FACT+CHECK%3A+Did+the+CDC+reduce+its+COVID-19+death+count%3F

FACT CHECK: Did the CDC reduce its COVID-19 death count?

May 7, 2020

The Claim: Posts circulating on social media contend that the Center for Disease Control and Prevention retroactively reduced its death count, with some posts claiming the CDC “shocked everyone with newly-adjusted COVID-19 U.S. death rate — from 60,000 to 37,000.”

New York Times best-selling author and noted conservative conspiracy theorist Dinesh D’Souza, who authored the anti-Obama The Roots of Obama’s Rage, took to social media to promote the same message. 

The Evidence: The CDC separates its COVID-19 casualty data into two distinct lists. The first, referred to as “provisional deaths,” tallies death certificates while the second considers confirmed and probable-cause deaths. 

The differences between theses lists emerged as a contention for debate on social media, particularly the former and the latter. According to the CDC’s website, “data shown on this page may be incomplete, and will likely not include all deaths that occurred during a given time period, especially for the more recent time periods.”

The reason behind the delay, or what is being referred to as critics as a “lag,” is due to the time required to complete death certificates. As stated by the CDC’s website, “[The CDC’s] counts often track 1–2 weeks behind other data for a number of reasons: Death certificates take time to be completed.”

Furthermore, the CDC invited confusion when social media users challenged the terms “presumed” or “probable.” According to the CDC’s website, these two categorizations are synonymous with “clinically-tested,” which means a medical expert or doctor found probable reason to cite COVID-19 as a foremost or contributing factor to an American fatality. 

Further skepticism surfaced due to lack of uniformity across mediums regarding confirmation parameters, which the CDC also addresses. According to the CDC, some states exclude clinically-confirmed testing and only reported labratory-confirmed testing, which remains inconsistent with the guidelines implemented by the National Center for Health Statistics (NCHS).

“Death counts in this report include laboratory confirmed COVID-19 deaths and clinically confirmed COVID-19 deaths,” reads the CDC’s website. “This includes deaths where COVID-19 is listed as a ‘presumed’ or ‘probable’ cause. Some local and state health departments only report laboratory-confirmed COVID-19 deaths. This may partly account for differences between NCHS reported death counts and death counts reported in other sources.”

The standards for a “probable” COVID-19 death are three-fold, per the CDC’s website:

  • Meeting clinical criteria AND epidemiologic evidence with no confirmatory laboratory testing performed for COVID-19
  • Meeting presumptive laboratory evidence AND either clinical criteria OR epidemiologic evidence
  • Meeting vital records criteria with no confirmatory laboratory testing performed for COVID-19

 

The disparity in CDC reporting and adjacent reports can be attributed to a number of factors. First, the official count is predicated on death certificates, which take more time to complete than neighboring reporting methods. Second, the CDC reports deaths within the 50 states and Washington D.C., with each jurisdiction reporting deaths at different rates. According to the CDC, only 63% of deaths are reported to the CDC within a ten-day period.

As a result, the numbers collected by neighboring resources such as Worldometer.info is collected and reported quicker than the official reports of the CDC. However, sites like Worldometer manually collect their data in real times, which often runs parallel to the official data announced by individual states at daily press conferences. For example, Worldometer updated Illinois’ confirmed case and death toll as Illinois’ Department of Public Health Director Dr. Ngozi Ezike announced the new data. 

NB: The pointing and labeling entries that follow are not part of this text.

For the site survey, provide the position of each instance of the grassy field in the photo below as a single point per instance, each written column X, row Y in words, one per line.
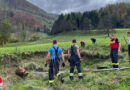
column 106, row 80
column 64, row 41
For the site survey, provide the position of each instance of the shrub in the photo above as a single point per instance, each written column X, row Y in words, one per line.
column 34, row 37
column 13, row 39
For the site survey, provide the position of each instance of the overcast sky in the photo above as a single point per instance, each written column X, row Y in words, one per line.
column 66, row 6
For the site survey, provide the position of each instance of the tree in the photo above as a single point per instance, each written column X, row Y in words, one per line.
column 4, row 32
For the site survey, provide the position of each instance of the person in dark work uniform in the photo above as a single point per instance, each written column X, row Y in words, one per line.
column 115, row 48
column 128, row 34
column 74, row 59
column 54, row 53
column 93, row 42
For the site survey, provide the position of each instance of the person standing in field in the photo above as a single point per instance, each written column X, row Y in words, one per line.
column 54, row 54
column 128, row 34
column 74, row 59
column 115, row 49
column 93, row 42
column 82, row 43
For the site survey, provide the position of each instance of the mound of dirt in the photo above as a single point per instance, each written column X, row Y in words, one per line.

Worldometer’s website confirms the limitations of the CDC’s provisional list: ” Because national aggregates often lag behind the regional and local health departments’ data, part of our work consists in monitoring thousands of daily reports released by local authorities.”

The CDC’s second list amalgamates both confirmed and probable-caused deaths, the latter classification including deaths reported by state health officials but formally received by the CDC. 

As evidenced by archived versions of each CDC list, the organization reported no decrease in COVID-19 confirmed or related deaths on either list. 

Verdict: The contention that the CDC is “gaming” it’s data and retroactively “reducing” the COVID-19 death count in the United States is false.